Adobe Sign-Übersicht
Adobe Sign ist tief in PDF-Workflows integriert und bietet erweiterte Weiterleitungs- und Analysefunktionen. Ab 25 $/Monat für den Team-Plan eignet es sich gut für komplexe Genehmigungen. Die globale Compliance ist stark, aber Unternehmen in China oder Südostasien benötigen möglicherweise zusätzliche Konfigurationen, um die lokalen Gesetze einzuhalten, was die Einrichtungszeit verlängert.

eSignGlobal-Übersicht
eSignGlobal bietet konforme elektronische Signaturen in 100 wichtigen Ländern mit besonderem Fokus auf den asiatisch-pazifischen Raum. Es unterstützt die nahtlose Integration mit Hongkongs iAM Smart und Singapurs Singpass für eine verbesserte Authentifizierung. Der Basic-Plan für nur 16,60 $/Monat ermöglicht den Versand von bis zu 100 Dokumenten, unbegrenzte Benutzerplätze und die Überprüfung per Passcode – und bietet so eine hohe Compliance ohne Aufpreis. Detaillierte Preisoptionen finden Sie auf der Website. Dies macht es zu einer praktischen Wahl für APAC-orientierte Unternehmen, die Effizienz und Kosteneinsparungen suchen.

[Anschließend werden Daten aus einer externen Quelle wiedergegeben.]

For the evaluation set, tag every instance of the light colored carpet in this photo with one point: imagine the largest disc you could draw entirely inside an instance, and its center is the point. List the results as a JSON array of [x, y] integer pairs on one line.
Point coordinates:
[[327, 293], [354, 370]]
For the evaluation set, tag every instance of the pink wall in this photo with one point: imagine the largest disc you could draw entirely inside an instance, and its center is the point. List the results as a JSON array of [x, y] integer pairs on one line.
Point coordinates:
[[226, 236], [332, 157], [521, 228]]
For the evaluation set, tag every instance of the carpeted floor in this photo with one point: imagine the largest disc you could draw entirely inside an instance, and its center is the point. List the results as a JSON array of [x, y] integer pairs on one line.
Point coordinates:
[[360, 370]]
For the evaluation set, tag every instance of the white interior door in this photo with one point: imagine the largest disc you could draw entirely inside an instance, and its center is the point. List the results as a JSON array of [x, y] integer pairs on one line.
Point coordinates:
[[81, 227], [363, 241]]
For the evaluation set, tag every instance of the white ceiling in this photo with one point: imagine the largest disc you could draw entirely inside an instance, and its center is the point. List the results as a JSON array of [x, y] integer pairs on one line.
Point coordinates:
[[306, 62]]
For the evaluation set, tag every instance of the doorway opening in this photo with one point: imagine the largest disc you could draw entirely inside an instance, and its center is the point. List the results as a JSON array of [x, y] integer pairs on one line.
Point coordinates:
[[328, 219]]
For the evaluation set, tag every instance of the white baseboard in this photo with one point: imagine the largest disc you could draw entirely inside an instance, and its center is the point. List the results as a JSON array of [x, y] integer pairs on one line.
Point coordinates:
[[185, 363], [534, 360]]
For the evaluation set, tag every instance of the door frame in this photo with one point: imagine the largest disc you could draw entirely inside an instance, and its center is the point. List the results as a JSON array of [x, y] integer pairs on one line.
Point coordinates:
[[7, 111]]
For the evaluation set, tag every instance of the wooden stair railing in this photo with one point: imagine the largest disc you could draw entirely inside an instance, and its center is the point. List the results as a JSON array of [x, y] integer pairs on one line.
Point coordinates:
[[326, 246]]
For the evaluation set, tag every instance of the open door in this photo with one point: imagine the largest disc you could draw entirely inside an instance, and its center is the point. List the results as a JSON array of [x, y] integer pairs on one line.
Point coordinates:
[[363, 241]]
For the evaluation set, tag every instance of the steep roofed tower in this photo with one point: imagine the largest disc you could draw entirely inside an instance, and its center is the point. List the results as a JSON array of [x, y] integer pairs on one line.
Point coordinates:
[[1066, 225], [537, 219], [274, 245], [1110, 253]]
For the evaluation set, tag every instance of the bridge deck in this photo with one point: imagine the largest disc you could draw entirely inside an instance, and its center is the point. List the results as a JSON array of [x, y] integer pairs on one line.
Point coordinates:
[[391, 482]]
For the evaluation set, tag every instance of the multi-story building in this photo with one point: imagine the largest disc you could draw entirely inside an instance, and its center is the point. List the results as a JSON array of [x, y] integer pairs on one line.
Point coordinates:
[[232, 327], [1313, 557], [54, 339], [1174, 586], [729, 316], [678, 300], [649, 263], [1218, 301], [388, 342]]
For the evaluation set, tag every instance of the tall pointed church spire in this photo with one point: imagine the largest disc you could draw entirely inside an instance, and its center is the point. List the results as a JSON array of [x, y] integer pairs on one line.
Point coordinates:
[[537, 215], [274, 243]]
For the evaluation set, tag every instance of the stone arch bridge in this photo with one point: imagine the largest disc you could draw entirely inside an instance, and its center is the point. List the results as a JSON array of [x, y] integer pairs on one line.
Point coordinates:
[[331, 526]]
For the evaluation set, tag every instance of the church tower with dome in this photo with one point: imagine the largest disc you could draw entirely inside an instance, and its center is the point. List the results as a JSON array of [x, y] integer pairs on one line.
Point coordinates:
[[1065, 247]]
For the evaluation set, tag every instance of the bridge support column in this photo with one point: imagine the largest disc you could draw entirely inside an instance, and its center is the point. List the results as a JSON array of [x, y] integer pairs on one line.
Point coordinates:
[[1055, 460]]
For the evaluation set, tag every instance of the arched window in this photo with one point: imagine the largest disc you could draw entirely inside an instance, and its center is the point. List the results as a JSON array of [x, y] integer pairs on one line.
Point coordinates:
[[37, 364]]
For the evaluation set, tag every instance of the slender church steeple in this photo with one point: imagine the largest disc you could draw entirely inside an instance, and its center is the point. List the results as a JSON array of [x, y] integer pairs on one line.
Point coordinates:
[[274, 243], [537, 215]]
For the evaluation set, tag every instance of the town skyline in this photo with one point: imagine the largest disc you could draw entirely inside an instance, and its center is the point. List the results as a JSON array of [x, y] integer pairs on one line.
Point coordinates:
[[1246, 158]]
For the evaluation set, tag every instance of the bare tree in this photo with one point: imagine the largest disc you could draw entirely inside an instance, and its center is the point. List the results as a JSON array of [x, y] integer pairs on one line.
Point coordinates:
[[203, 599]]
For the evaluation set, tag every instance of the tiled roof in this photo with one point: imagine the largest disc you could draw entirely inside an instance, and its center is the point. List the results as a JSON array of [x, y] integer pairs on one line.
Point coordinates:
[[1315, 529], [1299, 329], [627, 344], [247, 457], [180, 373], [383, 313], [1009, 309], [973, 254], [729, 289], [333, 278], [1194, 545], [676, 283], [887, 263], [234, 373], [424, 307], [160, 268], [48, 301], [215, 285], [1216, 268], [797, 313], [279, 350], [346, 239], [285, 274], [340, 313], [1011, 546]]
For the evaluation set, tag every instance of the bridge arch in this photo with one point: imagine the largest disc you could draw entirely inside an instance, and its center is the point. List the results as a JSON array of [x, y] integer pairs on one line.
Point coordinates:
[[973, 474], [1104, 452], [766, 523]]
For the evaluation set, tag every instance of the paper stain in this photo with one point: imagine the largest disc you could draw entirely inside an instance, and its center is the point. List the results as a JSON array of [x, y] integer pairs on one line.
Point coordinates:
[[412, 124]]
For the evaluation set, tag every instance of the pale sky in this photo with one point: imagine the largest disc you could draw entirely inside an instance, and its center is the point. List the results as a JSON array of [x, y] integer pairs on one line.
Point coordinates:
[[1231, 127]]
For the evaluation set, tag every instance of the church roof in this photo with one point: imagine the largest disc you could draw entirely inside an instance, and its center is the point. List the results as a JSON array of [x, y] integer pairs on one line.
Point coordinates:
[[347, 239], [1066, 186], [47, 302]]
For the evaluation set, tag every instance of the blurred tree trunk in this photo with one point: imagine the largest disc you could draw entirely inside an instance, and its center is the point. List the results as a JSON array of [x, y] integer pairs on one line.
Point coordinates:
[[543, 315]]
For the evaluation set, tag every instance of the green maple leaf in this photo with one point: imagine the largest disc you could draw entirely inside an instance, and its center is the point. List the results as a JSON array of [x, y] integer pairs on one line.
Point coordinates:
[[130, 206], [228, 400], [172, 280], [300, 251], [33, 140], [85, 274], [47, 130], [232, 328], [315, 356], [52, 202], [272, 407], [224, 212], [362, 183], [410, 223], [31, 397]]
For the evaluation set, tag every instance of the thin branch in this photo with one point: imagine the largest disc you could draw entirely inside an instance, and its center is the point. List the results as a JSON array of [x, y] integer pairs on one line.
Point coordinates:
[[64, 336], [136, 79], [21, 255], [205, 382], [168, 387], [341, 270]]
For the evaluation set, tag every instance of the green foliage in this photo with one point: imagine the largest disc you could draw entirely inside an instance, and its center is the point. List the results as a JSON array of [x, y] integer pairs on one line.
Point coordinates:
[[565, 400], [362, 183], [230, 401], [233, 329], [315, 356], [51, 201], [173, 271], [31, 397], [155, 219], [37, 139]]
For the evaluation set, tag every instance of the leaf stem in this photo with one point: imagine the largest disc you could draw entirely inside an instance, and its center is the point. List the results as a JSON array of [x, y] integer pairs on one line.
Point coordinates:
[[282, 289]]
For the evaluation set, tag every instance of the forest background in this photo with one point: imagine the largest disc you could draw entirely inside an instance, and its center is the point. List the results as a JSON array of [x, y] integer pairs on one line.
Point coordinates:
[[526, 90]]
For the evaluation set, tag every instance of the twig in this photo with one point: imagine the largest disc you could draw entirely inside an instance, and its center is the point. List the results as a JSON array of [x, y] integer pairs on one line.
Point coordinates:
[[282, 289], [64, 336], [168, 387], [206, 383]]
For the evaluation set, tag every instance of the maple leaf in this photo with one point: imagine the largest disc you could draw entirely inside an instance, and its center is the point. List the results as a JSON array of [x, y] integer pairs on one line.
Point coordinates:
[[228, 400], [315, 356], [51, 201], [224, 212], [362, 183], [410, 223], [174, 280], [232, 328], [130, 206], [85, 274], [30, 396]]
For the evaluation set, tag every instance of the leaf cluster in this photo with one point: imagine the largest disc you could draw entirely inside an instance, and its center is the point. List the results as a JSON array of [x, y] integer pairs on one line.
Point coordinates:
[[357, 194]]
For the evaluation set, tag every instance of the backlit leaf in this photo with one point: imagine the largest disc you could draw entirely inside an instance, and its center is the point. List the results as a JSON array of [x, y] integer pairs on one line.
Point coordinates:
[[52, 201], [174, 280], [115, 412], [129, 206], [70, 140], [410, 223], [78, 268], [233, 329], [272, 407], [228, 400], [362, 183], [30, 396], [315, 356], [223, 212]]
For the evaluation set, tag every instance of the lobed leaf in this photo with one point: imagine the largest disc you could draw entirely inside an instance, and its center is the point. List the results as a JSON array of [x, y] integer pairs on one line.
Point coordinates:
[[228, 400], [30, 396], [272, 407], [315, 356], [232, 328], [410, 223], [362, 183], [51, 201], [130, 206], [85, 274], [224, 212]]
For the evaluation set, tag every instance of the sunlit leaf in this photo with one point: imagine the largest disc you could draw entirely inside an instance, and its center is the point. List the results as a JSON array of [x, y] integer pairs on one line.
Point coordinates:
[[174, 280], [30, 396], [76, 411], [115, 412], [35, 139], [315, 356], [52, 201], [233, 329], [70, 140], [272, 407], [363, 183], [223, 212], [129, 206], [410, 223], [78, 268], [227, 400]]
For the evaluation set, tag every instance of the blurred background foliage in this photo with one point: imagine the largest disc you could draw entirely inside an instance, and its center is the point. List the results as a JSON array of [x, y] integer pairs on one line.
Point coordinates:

HelloSign (Dropbox Sign)-Übersicht
HelloSign bietet eine intuitive Benutzeroberfläche für eine schnelle Einrichtung, mit Plänen ab 15 $/Monat. Es eignet sich für kleine Teams, die eine grundlegende Compliance benötigen, aber im Vergleich zu spezialisierten Anbietern fehlt es an Tiefe in Bezug auf Automatisierung oder APAC-spezifische Funktionen.
Abschließende Gedanken zu elektronischen Signaturen
Die Einführung elektronischer Signaturen wird den Geschäftsbetrieb verändern und Geschwindigkeit und Sicherheit gewährleisten. Für Benutzer, die eine DocuSign-Alternative mit robuster regionaler Compliance suchen, erweist sich eSignGlobal als eine ausgewogene, APAC-optimierte Option. Bewerten Sie Ihre Bedürfnisse, um Ihre Vereinbarungen zukunftssicher zu machen.